Issue (i): whether clause 13(3)(v) of the C.P. & Berar Letting of Houses and Rent Control Order, 1949 applied to non-residential buildings.
Analysis: The term "house" was defined broadly to include a building or part of a building, whether residential or non-residential. The Explanation added to the clause dealt only with a limited class of residential houses and created a legal fiction for one aspect of alternative accommodation, but it did not cut down the main language of the clause. The Explanation did not justify excluding non-residential premises from the ambit of the ground relating to securing alternative accommodation.
Conclusion: The clause applied to non-residential buildings also, and the contention of the tenant failed.
Issue (ii): whether the expression "does not reasonably need the house" qualified only the ground of securing alternative accommodation or also the ground of leaving the area for four months.
Analysis: The punctuation and structure of the clause indicated that the qualifying words attached to the first limb concerning alternative accommodation. In any event, the concept of alternative accommodation itself necessarily includes the requirement that the other premises must reasonably meet the tenant's needs. The findings of fact recorded below were against the tenant on that aspect.

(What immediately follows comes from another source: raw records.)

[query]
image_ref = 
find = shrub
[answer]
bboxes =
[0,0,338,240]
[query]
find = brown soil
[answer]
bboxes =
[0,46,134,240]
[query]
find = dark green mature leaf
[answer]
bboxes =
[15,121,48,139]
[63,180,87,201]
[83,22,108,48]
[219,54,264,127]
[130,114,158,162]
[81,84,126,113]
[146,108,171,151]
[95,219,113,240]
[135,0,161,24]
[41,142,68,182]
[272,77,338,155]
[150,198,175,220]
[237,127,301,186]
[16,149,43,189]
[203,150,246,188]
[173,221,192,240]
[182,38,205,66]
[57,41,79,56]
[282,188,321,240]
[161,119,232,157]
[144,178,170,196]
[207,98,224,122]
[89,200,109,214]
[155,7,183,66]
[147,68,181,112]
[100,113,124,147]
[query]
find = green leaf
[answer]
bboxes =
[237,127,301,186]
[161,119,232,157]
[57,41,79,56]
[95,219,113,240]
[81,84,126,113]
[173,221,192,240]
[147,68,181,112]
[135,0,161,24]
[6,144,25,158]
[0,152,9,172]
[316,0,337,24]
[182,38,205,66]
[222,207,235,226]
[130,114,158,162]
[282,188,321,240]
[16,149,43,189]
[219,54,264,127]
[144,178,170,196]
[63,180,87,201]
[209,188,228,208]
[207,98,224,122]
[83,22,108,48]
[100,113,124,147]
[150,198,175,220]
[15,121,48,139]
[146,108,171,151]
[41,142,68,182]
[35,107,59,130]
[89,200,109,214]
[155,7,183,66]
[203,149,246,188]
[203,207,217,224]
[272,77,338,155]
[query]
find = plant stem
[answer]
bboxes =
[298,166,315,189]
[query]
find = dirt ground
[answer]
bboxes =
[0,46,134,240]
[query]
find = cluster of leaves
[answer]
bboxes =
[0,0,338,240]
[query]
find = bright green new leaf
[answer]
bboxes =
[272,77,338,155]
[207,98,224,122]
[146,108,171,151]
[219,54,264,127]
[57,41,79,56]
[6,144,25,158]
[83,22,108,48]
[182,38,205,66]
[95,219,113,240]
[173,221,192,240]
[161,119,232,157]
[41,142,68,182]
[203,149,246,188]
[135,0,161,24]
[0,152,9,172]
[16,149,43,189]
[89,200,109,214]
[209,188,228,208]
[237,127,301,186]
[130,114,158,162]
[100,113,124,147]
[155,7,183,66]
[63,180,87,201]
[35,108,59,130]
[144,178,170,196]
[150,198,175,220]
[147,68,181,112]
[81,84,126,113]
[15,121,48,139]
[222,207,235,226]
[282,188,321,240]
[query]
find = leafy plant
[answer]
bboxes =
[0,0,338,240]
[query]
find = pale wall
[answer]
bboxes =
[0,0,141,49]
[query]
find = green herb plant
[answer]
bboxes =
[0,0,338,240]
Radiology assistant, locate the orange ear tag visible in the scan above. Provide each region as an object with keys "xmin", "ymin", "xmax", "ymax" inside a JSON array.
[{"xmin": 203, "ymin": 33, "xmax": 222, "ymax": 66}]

Conclusion: The qualification primarily governed the alternative accommodation limb, and the finding against the tenant on reasonable need stood confirmed.
Issue (iii): whether the eviction application could be rejected on the ground of delay.
Analysis: The application was within limitation, and the evidence showed later circumstances justifying the belated action, including the family partition and the tenant's changing circumstances. The cited precedent on waiver and delay did not assist the tenant on these facts.
Conclusion: The plea of delay was rejected.
Final Conclusion: The orders permitting eviction were sustained and the tenant's appeals failed.
Ratio Decidendi: A statutory ground for eviction framed in broad terms cannot be restricted by an explanation confined to a narrower class of cases, where the text and structure show that the explanation was intended only to clarify, not to curtail, the main substantive provision.